Belarus threatens reprisals if Russia fails to keep energy bargain

MOSCOW (AFP) - Belarus threatened reprisals if Russia did not keep its part of a deal that doubled the price of gas imports to the former Soviet republic.

"We have done everything that (Russia) asked us to do, and today the time has come to demand that (Russia) keeps its promises," President Alexander Lukashenko told a cabinet meeting.

"If it does not, we are within our rights to act in turn. By that I mean to raise the question of the transit of oil through Belarus, payment for this transit, payment for the land that is used for oil and gas pipelines, Russian properties here," the authoritarian leader said.

Under the terms of a gas deal struck late on December 31, Belarus reluctantly agreed to pay 100 dollars per 1,000 cubic metres of gas from Russia, more than double the previous price of 45 dollars.

Belarus, which is economically dependent on Russia, also agreed to sell 50 percent of state pipeline operator Beltransgaz to Russia's state-run Gazprom as part of the deal.

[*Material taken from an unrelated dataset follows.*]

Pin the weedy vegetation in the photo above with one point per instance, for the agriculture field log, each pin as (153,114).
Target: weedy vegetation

Moscow had threatened to cut its supplies to Belarus on January 1 unless it agreed to the new supply contract, while Belarus had threatened to disrupt Russian exports to western Europe which pass through its territory.

This had caused concern in the European Union, which imports five percent of its gas supplies through Belarus from Russia -- most of it delivered to Germany and Poland -- and revived memories of gas shortages this time last year caused by a dispute between Ukraine and Russia.

Lukashenko said Wednesday he had told his officials to sign the deal with Moscow "because Russian leaders promised us to find a solution on oil."

The prime minister's spokesman meanwhile said Wednesday that Belarus had imposed a new tax on the transit of Russian oil.

"It is 45 dollars a tonne," said Alexander Timoshenko, adding that the tax had come into operation on January 1.

In another development, exports of Belarussian sugar to Russia have been suspended since January 1, said the head of the state-run agricultural production concern Belgospishcheprom.

"This situation is the result of a series of restrictive measures by the Russian customs service," Ivan Danchenko told reporters in Minsk.

Danchenko denied rumours that that Belarusian companies were sending South American-produced cane sugar to Russia disguised as beet sugar to avoid customs duties.

Coming in the wake of a recently announced hike in Russian duties on oil exports to Belarus, Sunday's deal on gas appears to mark the end of an era of cheap energy supplies from Russia that have subsidized the Belarussian economy since the collapse of the Soviet Union in 1991.